Article Text
Abstract
Background No Evidence of Disease Activity (NEDA) measures the absence of detectable clinical and magnetic resonance imaging (MRI) disease activity in relapsing multiple sclerosis. NEDA analyses using re-baselining may better reflect the effects of disease-modifying treatments.
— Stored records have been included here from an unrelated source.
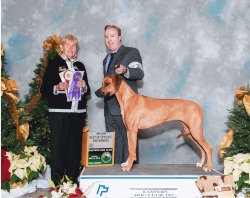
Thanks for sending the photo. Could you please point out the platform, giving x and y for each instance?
(158, 181)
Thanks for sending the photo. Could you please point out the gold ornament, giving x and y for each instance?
(22, 132)
(2, 49)
(226, 142)
(9, 90)
(2, 54)
(246, 102)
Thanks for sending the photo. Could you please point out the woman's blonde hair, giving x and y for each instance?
(71, 38)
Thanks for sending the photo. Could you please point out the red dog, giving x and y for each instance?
(141, 112)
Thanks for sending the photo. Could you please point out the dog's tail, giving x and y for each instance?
(185, 133)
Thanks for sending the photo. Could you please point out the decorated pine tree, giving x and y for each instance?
(10, 139)
(239, 123)
(235, 146)
(36, 107)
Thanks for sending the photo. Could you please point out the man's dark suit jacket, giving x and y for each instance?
(124, 56)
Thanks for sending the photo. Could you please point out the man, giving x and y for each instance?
(127, 62)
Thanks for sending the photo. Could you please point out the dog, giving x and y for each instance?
(142, 112)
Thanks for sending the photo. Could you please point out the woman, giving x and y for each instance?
(66, 118)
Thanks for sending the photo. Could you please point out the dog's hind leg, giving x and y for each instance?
(203, 153)
(199, 139)
(186, 132)
(132, 141)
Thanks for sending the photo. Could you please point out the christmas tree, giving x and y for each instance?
(235, 147)
(36, 107)
(239, 123)
(13, 134)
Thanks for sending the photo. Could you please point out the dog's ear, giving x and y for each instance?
(118, 80)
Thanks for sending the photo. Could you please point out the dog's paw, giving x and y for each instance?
(126, 168)
(198, 164)
(124, 164)
(206, 169)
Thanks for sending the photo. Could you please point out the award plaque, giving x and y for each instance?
(98, 149)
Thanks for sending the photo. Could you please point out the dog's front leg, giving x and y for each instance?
(132, 141)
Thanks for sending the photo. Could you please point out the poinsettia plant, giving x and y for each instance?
(66, 188)
(24, 167)
(239, 166)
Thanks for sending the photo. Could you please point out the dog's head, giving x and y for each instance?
(110, 85)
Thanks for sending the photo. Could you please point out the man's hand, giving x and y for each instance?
(120, 69)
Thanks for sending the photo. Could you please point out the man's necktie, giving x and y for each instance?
(110, 61)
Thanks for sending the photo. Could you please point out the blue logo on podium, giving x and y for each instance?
(102, 189)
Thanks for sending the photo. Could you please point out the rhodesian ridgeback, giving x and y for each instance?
(142, 112)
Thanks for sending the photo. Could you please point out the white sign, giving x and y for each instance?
(139, 186)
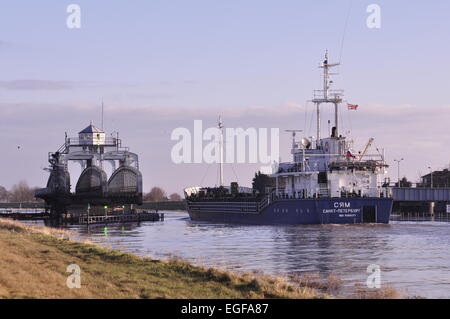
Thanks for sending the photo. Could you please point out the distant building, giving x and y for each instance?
(437, 179)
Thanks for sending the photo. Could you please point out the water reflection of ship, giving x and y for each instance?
(331, 249)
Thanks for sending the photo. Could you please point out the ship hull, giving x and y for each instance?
(302, 212)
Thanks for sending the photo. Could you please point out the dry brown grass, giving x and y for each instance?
(331, 284)
(34, 262)
(384, 292)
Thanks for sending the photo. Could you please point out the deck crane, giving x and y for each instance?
(369, 143)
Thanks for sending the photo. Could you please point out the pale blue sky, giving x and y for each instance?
(146, 58)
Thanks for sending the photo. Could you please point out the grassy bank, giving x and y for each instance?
(34, 260)
(33, 263)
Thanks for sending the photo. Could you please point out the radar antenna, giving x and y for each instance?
(326, 95)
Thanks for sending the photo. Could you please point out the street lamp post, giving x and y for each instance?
(398, 169)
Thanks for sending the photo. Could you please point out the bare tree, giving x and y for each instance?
(157, 194)
(175, 197)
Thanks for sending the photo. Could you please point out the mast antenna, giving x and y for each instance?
(220, 126)
(102, 113)
(326, 95)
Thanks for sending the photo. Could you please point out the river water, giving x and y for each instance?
(413, 256)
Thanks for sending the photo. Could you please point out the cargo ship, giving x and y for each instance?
(326, 182)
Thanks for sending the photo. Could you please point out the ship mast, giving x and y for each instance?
(220, 126)
(326, 95)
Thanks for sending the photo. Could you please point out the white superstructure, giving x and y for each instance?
(329, 167)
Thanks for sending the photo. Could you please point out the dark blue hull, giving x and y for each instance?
(306, 212)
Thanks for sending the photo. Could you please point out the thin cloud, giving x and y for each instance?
(39, 85)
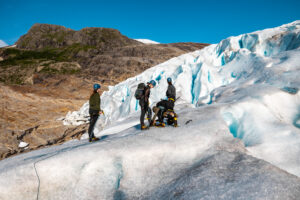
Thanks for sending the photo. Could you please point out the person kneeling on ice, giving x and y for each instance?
(94, 111)
(142, 94)
(164, 109)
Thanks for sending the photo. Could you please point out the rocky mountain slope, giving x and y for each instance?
(51, 71)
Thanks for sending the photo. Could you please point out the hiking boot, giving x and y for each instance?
(161, 124)
(93, 139)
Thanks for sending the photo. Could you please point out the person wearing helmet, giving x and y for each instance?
(171, 91)
(144, 102)
(94, 111)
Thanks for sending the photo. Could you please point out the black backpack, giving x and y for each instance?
(139, 93)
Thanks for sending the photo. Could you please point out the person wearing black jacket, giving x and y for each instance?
(144, 102)
(94, 111)
(171, 91)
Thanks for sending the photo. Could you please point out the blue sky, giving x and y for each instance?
(164, 21)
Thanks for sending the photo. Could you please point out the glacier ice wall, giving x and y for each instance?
(197, 74)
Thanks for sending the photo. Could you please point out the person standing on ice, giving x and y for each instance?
(144, 102)
(94, 111)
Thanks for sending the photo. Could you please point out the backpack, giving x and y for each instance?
(139, 93)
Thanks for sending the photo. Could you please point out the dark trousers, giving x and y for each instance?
(144, 109)
(93, 119)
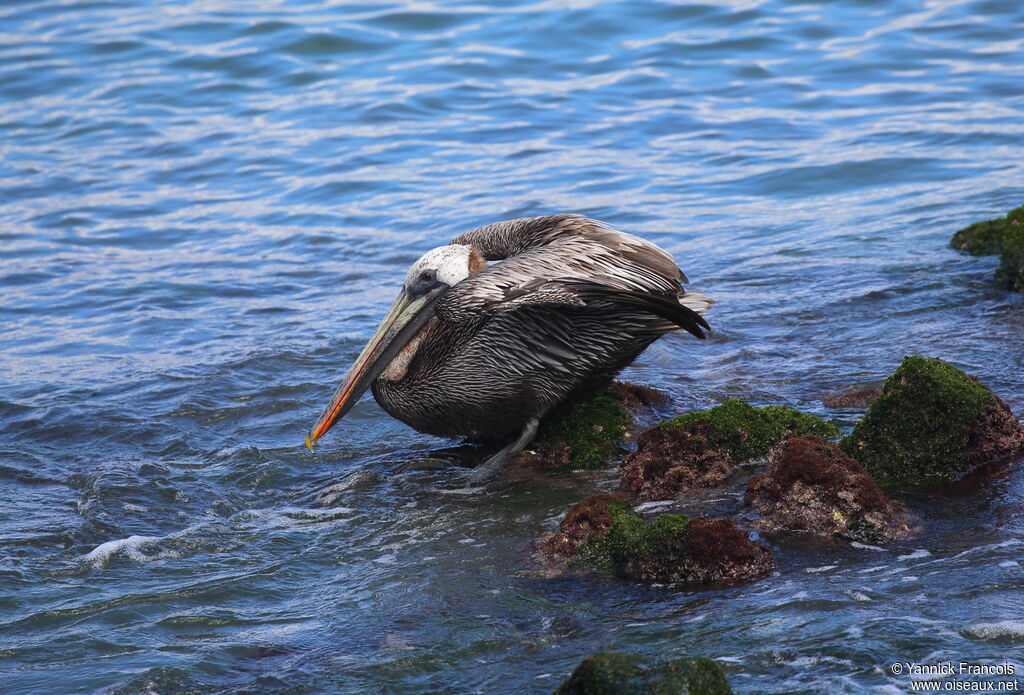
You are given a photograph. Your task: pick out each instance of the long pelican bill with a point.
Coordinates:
(402, 321)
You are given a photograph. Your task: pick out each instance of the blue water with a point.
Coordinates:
(205, 207)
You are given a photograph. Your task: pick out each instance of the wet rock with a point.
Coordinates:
(586, 435)
(932, 424)
(699, 449)
(638, 399)
(1004, 235)
(622, 674)
(672, 548)
(856, 398)
(811, 485)
(588, 519)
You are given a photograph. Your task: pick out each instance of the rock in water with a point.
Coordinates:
(699, 449)
(603, 533)
(1004, 235)
(621, 674)
(812, 486)
(932, 424)
(587, 434)
(588, 519)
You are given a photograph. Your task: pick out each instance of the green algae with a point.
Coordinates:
(918, 431)
(1011, 270)
(747, 432)
(590, 430)
(622, 674)
(1004, 235)
(631, 537)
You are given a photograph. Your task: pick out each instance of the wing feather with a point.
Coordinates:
(569, 260)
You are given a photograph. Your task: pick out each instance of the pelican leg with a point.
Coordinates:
(487, 469)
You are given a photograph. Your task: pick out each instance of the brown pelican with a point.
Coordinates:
(483, 351)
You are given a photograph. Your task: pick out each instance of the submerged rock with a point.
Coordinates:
(587, 434)
(811, 485)
(699, 449)
(588, 519)
(1004, 235)
(859, 397)
(622, 674)
(932, 424)
(603, 533)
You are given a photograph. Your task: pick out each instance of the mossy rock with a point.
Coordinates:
(672, 548)
(747, 432)
(622, 674)
(931, 424)
(1011, 270)
(1004, 235)
(586, 434)
(812, 486)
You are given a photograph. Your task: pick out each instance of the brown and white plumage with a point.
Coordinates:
(487, 350)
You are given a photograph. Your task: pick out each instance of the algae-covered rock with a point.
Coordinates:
(672, 548)
(587, 434)
(588, 519)
(584, 435)
(810, 485)
(699, 449)
(622, 674)
(1004, 235)
(1011, 270)
(931, 424)
(858, 397)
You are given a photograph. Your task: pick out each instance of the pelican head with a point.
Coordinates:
(429, 277)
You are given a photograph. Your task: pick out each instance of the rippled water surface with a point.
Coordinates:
(205, 207)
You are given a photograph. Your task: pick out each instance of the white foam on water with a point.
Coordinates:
(1013, 630)
(816, 570)
(866, 547)
(130, 548)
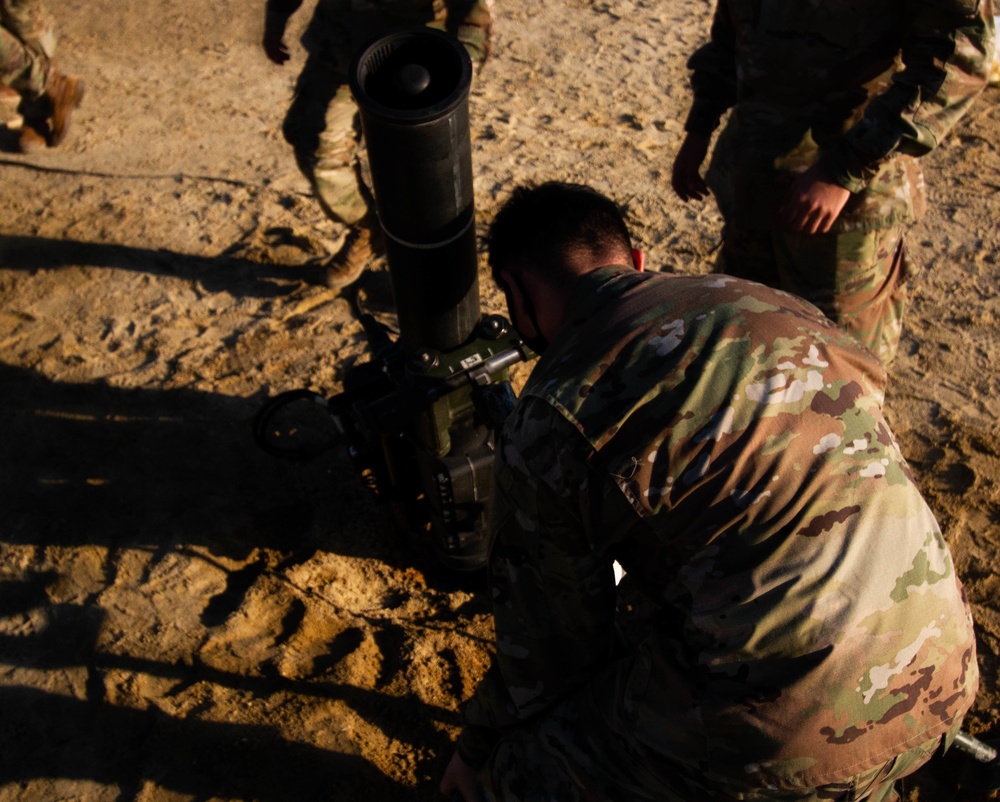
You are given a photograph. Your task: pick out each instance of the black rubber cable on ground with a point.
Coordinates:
(262, 421)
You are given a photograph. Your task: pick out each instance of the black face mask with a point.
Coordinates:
(538, 343)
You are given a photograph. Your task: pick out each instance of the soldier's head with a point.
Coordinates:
(542, 239)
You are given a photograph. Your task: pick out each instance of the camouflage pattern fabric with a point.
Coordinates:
(790, 625)
(322, 122)
(27, 44)
(858, 278)
(863, 87)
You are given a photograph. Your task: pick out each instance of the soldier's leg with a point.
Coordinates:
(572, 756)
(27, 44)
(858, 279)
(22, 68)
(748, 254)
(469, 21)
(31, 22)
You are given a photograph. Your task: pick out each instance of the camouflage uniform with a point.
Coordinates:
(825, 82)
(322, 122)
(794, 623)
(27, 44)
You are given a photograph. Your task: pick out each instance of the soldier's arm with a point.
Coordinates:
(276, 16)
(946, 56)
(553, 595)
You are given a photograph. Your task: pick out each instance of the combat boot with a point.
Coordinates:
(64, 93)
(351, 260)
(33, 137)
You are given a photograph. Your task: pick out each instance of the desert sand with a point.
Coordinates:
(185, 617)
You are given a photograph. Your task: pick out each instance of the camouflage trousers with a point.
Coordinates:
(858, 279)
(27, 43)
(322, 123)
(573, 756)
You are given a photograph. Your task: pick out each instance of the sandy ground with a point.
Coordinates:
(182, 616)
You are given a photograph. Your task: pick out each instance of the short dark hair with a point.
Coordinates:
(539, 226)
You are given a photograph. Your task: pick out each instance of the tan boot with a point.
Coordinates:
(351, 260)
(32, 138)
(65, 94)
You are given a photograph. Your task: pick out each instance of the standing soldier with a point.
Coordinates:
(321, 124)
(27, 44)
(816, 171)
(795, 629)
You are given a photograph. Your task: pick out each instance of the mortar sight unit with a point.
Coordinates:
(419, 418)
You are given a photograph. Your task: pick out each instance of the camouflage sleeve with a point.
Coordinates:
(713, 75)
(553, 595)
(946, 57)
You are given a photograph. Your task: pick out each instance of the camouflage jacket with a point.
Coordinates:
(800, 618)
(862, 86)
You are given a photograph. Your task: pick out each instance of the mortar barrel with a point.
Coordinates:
(412, 90)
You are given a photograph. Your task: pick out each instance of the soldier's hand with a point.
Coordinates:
(813, 203)
(275, 48)
(686, 178)
(459, 781)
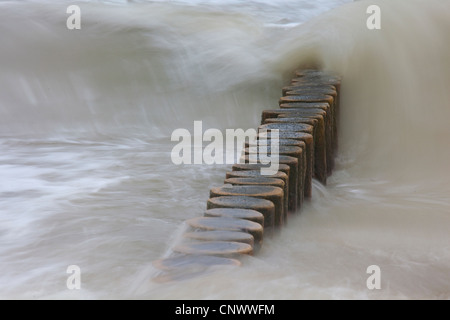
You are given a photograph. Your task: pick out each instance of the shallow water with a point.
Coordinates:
(85, 124)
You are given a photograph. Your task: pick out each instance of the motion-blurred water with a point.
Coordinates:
(85, 123)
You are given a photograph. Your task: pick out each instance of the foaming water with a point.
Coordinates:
(85, 125)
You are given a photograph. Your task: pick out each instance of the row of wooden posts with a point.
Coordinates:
(250, 207)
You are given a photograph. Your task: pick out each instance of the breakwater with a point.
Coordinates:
(250, 207)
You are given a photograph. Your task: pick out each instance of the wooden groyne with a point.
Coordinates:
(250, 207)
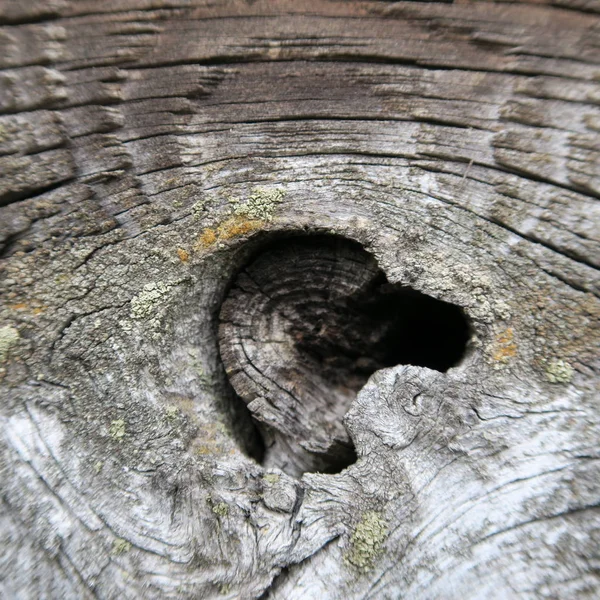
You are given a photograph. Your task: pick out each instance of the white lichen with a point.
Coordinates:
(9, 336)
(117, 429)
(145, 304)
(261, 204)
(559, 371)
(366, 541)
(120, 546)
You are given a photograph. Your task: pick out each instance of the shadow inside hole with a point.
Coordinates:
(304, 325)
(383, 326)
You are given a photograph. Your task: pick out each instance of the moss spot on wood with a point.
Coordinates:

Objective To assess the effect of ocrelizumab on NEDA by epoch in the pooled OPERA I/II (NCT01247324/NCT01412333) studies.
Methods Patients received ocrelizumab 600 mg every 24 weeks or subcutaneous interferon beta-1a (IFNβ−1a) 44 µg three-times weekly for 96 weeks. Brain MRI was undertaken at baseline and Weeks 24, 48, and 96. NEDA (i.e., the absence of protocol-defined relapses, 12 week confirmed disability progression, new/enlarging T2 lesions and T1 gadolinium-enhancing lesions) was assessed from baseline-Week 96, baseline-Week 48, Week 48 Week 96, baseline-Week 24 and Week 24 Week 96.
Results Over 96 weeks, ocrelizumab was associated with a 75% increase in the proportion of patients with NEDA versus IFNβ−1a (p<0.0001). Compared with IFNβ−1a, ocrelizumab increased the proportion of patients with NEDA from baseline-Week 48 (56%), Week 48 Week 96 (43%), baseline-Week 24 (33%) and Week 24 Week 96 (72%; all epochs p<0.0001).
Conclusions A higher proportion of patients reached NEDA at first MRI (Week 24) with ocrelizumab versus IFNβ−1a; after re-baselining from Week 24–96, the proportion reaching NEDA increased further.